One officer was standing next to his upside-down patrol car, which was now decorated with tire tracks and what appeared to be dragon exhaust burns.
Another was picking gravel out of his knees and muttering what sounded like prayers in Spanish.
And yet another cop was holding his ruined hat and staring at the highway like he'd just witnessed the Second Coming delivered by eighteen-wheelers.
"Daddy," Smokie said, adjusting Mr. Snuggles' tiny sheriff's hat with hands that weren't quite steady, "Mr. Snuggles thinks maybe we should follow them and see where they're really going."
"Follow them? Boy, they just turned half my motor pool into abstract fucking art and made my entire department a laughingstock.
" Grizz gestured at the wreckage—overturned cruisers, scattered debris, skid marks that would probably be visible from space.
"What the hell am I supposed to tell the insurance company?
All units," he barked into his radio, his voice carrying the kind of fury that made grown men check their life insurance policies, "any car that can still move and isn't currently upside down in a goddamn ditch, form up for pursuit.
We're gonna chase these criminal bastards to hell and back if we have to. "
As they climbed into the one patrol car that hadn't been converted into modern sculpture by the convoy's passage, Smokie held Mr. Snuggles up to his ear one more time.
"What's that cotton-stuffed pain in the ass saying now?" Grizz growled.
"Mr. Snuggles says maybe Sheriff Cottonmouth didn't tell us the whole truth about what kind of criminals we're chasing, Daddy."
Grizz gunned the engine and squealed out onto the highway, leaving behind a roadblock that looked like it had been hit by a very organized tornado.
In his rearview mirror, he could see deputies standing around the wreckage, probably wondering how they were going to explain this clusterfuck to their bosses.
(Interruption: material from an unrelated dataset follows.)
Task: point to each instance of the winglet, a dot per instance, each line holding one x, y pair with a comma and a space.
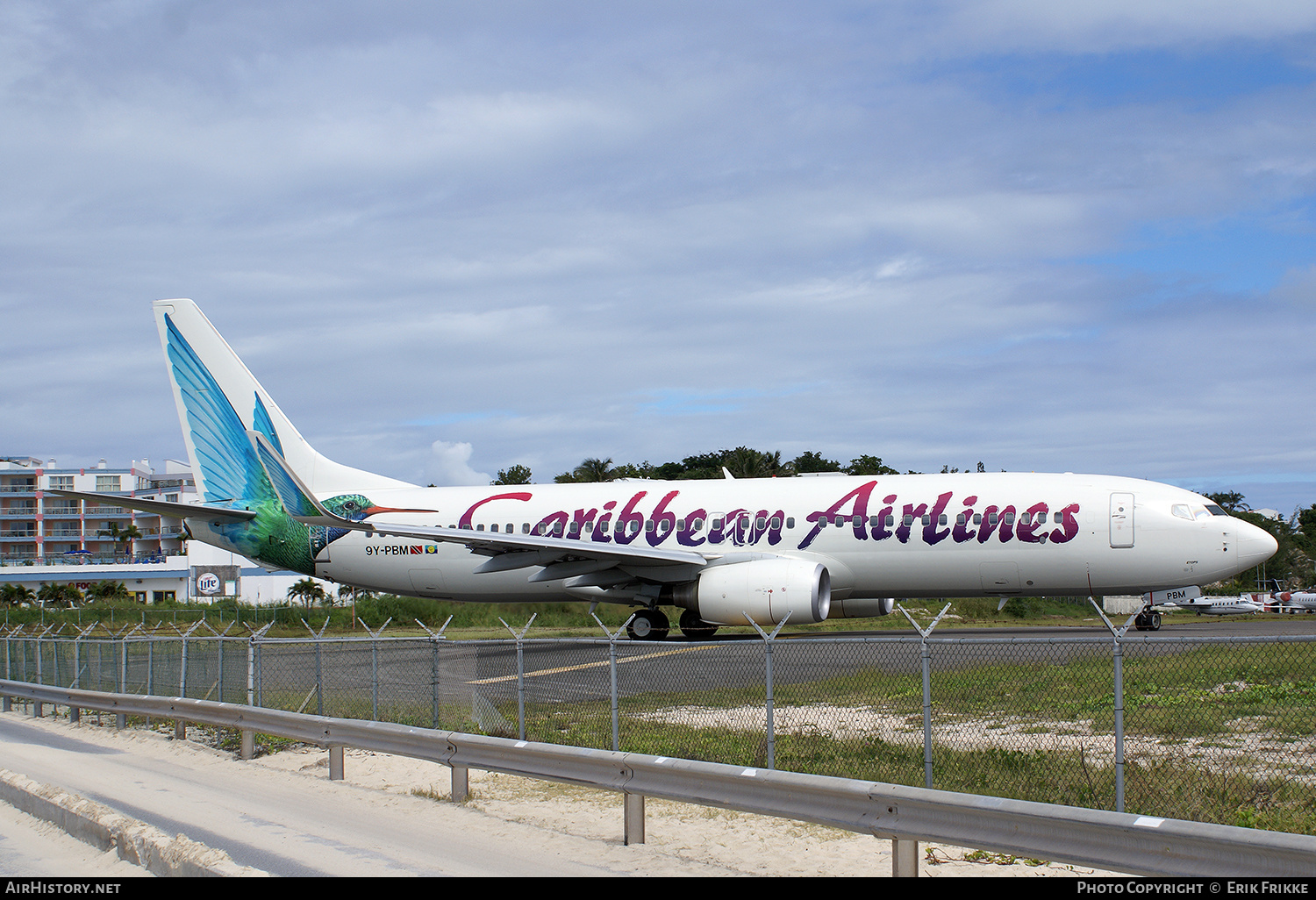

"Well, Mr. Snuggles can kiss my hairy ass," Grizz snarled, flooring the accelerator. "Because Sheriff Grizzley T. Lawman don't quit, and he sure as hell don't let some convoy of degenerates and hippies make him look like a fool."
But as the speedometer climbed and the convoy's dust cloud grew larger in the distance, a tiny voice in the back of his head that sounded suspiciously like his son's teddy bear was asking uncomfortable questions about federal intelligence sources and medical supply smuggling operations that required eighty-five trucks and a psychedelic microbus full of Friends of Zeus.